The other stage is report and draft bill, which, among other things, contains a record of the special Law Commission in plenary; publication and submission of report to Parliament, which is done through the Ministry of Justice and Constitutional Affairs.

In the case of Termination of Pregnancy Bill, the law commissioner swere Justice Esme Chombo, Judiciary; Fannie Kachale, Reproductive Health Unit [Ministry of Health and Population Services] Director; Gertrude Lynn Hiwa, Law Commissioner; Dr Ann Phoya, Ministry of Health and Population Services; Mhango, College of Medicine; Bishop Gilford Matonga, Malawi Council of Churches; Fr Dennis Mkomwa, Episcopal Conference of Malawi; Primrose Chimwaza, Ministry of Justice and Constitutional Affairs; Imrad Saidi, Muslim Association of Malawi; Rex Mapila, Malawi Law society and Senior Chief Kapeni.

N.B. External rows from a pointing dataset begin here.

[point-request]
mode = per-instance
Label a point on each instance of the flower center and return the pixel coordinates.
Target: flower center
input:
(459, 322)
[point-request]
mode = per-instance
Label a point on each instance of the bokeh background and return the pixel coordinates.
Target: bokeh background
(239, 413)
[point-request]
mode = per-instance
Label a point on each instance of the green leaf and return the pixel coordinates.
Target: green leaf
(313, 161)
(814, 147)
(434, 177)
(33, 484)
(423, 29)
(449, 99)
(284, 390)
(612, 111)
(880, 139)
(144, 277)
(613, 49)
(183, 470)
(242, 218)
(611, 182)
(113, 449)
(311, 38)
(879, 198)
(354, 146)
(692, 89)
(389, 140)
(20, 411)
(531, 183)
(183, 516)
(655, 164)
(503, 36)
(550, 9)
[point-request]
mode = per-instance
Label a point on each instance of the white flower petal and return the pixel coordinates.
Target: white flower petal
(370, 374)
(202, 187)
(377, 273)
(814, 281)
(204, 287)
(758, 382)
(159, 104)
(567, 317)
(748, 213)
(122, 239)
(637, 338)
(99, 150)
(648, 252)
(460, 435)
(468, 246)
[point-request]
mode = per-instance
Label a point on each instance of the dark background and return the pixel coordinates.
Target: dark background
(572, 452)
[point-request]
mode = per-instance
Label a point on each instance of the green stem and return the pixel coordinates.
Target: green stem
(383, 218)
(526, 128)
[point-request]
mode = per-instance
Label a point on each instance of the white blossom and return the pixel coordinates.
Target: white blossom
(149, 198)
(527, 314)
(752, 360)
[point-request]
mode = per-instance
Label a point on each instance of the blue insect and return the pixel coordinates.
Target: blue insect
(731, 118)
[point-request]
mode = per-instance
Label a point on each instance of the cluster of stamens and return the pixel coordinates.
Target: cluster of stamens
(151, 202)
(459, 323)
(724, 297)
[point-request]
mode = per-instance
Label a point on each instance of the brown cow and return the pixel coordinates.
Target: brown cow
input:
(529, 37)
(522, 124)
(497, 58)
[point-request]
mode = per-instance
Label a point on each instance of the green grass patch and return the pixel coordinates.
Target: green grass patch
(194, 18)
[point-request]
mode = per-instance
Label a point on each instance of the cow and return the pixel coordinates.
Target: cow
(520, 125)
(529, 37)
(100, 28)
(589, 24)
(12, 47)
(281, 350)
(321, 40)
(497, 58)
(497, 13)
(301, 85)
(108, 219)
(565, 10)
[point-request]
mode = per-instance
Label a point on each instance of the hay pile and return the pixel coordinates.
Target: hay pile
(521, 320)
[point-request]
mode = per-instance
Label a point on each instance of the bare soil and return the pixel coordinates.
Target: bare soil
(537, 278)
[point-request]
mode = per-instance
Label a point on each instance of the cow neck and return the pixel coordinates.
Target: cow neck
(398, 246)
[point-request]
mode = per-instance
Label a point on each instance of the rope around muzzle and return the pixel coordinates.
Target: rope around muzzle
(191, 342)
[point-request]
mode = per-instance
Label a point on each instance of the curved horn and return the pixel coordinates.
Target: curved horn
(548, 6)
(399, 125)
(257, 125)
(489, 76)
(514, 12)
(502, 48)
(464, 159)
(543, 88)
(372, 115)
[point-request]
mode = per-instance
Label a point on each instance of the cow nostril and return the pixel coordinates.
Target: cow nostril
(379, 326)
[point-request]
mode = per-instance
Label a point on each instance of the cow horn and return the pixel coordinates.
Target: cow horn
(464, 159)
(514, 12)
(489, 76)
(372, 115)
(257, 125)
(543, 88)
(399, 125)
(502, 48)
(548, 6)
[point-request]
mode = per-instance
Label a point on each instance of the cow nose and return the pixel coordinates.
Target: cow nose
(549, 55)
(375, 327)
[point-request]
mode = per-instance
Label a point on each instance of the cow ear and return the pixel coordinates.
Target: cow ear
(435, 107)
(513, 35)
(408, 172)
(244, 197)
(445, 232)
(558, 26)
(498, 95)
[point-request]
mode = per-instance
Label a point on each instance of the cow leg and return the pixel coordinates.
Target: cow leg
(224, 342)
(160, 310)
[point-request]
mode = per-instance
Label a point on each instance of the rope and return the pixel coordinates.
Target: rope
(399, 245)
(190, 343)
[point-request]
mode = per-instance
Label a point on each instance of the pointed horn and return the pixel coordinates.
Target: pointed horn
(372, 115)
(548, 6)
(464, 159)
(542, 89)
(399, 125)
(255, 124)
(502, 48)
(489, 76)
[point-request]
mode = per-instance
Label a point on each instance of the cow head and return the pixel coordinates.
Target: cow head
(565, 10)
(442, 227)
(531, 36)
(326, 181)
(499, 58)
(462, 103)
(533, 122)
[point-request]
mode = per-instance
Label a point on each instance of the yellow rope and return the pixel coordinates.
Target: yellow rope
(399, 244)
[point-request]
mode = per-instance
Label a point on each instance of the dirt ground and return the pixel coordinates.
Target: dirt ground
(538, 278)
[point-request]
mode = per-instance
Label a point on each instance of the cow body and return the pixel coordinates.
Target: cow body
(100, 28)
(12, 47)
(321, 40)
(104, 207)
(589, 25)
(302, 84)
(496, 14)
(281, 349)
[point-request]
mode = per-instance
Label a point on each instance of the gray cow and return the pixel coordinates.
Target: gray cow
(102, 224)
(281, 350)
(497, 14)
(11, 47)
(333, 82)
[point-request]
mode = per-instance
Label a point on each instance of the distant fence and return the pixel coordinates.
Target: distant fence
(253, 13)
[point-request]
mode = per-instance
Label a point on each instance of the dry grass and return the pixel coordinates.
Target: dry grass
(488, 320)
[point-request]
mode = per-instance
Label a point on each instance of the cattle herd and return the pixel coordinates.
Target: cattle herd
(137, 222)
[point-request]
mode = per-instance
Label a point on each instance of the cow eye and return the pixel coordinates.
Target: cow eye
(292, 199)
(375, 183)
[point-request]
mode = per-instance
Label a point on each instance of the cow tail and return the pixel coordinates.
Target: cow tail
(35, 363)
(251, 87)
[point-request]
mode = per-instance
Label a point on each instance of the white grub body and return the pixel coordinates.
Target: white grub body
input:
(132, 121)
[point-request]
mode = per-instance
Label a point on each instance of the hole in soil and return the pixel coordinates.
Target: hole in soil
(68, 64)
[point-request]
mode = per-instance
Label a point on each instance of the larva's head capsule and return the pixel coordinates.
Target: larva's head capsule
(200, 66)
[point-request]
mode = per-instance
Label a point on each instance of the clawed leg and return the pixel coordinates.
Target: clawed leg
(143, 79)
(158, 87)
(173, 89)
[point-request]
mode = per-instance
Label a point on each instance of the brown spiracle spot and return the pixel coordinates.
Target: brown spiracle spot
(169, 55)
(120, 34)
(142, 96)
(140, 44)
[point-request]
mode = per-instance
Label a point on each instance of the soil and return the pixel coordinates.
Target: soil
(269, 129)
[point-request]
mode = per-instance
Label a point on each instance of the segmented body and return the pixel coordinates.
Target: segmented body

The Termination of Pregnancy Bill makes a number of recommendations.

Currently, the law provides for the termination of pregnancy where it is necessary to save the life of the mother, as stipulated in Section 243 of the Penal Code.

For service providers, there are prescriptions that medical assistants, nurse midwifery technicians, clinical officers or doctors have to follow when offering safe abortion services, using either Manual Vacuum Aspiration or other means.

In all cases, counselling is mandatory both before and after an abortion procedure.

Strict law useless

So long as the Bill fails to materialise into law, however, women, who have a genius for finding a way out of circumstances, will continue to follow the desire of their hearts.

For the most part helpless, they may continue to be subjected to endless exploitation through divorce and loss of body parts.